Le fait que l’ancien salarié ait, pendant son salariat, fait signer des mandats de gestion d’un an aux syndics de copropriété, ce qui permettait selon l’agence à celui-ci de se porter candidat auprès des syndicats à bref délai après avoir quitté son emploi, ne pouvait pas être pris en compte. En effet, ce procédé légal de signature de courts mandats, aisément contrôlable par l'employeur, ne suffisait pas à établir une préméditation de la part de l’ancien salarié.
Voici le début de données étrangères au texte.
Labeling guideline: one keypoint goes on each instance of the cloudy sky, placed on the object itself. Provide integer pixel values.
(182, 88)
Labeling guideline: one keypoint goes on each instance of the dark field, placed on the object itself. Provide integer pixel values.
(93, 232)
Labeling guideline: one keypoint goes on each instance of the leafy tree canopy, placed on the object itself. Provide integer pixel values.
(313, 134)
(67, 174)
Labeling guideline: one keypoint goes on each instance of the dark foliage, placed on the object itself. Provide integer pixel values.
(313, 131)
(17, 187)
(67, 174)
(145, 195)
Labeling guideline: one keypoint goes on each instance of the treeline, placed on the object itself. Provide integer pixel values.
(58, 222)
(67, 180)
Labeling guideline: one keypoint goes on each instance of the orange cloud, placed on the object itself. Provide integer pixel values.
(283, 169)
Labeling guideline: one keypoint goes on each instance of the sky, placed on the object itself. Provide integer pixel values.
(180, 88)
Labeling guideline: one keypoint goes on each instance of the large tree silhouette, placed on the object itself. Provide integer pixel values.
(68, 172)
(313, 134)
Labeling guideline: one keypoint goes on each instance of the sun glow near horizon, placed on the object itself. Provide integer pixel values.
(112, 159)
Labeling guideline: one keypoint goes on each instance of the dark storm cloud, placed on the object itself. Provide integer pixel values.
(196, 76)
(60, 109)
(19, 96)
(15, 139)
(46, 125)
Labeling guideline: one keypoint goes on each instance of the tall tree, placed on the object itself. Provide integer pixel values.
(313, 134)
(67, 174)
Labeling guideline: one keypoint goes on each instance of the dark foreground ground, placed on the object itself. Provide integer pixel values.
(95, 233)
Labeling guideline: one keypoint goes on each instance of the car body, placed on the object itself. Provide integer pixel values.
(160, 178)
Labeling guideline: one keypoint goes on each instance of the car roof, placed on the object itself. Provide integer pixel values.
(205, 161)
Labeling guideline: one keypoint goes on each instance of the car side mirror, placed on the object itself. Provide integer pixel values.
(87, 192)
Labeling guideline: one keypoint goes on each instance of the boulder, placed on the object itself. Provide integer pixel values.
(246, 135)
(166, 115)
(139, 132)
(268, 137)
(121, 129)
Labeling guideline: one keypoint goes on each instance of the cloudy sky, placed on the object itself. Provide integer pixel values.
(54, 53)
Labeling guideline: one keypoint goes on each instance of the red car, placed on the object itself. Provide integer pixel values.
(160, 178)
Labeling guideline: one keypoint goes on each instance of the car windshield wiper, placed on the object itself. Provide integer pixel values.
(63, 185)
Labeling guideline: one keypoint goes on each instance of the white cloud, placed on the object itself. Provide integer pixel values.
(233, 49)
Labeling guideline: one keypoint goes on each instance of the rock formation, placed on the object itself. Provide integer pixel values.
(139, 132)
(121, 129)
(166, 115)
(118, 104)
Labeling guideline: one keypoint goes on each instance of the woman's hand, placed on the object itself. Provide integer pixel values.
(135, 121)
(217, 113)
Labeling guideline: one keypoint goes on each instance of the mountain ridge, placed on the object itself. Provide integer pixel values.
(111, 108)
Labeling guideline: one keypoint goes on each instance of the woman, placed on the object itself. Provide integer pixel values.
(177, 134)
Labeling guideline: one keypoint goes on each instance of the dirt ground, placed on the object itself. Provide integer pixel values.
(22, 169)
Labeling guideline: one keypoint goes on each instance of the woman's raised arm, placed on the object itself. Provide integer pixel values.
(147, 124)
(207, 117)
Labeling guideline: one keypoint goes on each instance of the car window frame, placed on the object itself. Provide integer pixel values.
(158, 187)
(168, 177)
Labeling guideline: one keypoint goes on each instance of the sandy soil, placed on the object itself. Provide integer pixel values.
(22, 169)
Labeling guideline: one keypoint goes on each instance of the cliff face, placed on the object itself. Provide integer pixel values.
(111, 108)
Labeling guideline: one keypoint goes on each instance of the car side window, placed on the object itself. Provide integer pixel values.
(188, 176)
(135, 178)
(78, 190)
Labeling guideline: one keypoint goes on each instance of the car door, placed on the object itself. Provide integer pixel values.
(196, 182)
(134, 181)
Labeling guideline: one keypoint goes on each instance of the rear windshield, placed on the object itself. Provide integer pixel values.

L’agence ne pouvait pas non plus utilement prétendre qu’une confusion avait été entretenue par la société dans un article de presse et dans les commentaires de clients sur son site internet faisant état des actions ou des comportements de son dirigeant du temps où il travaillait pour l’agence. En effet, juge la cour d’appel, il n’en résulte aucune confusion de nature à tromper la clientèle de l’agence, l’ensemble ne visant qu’à vanter les qualités professionnelles de l’intéressé en tant que professionnel de la gestion de syndic en général.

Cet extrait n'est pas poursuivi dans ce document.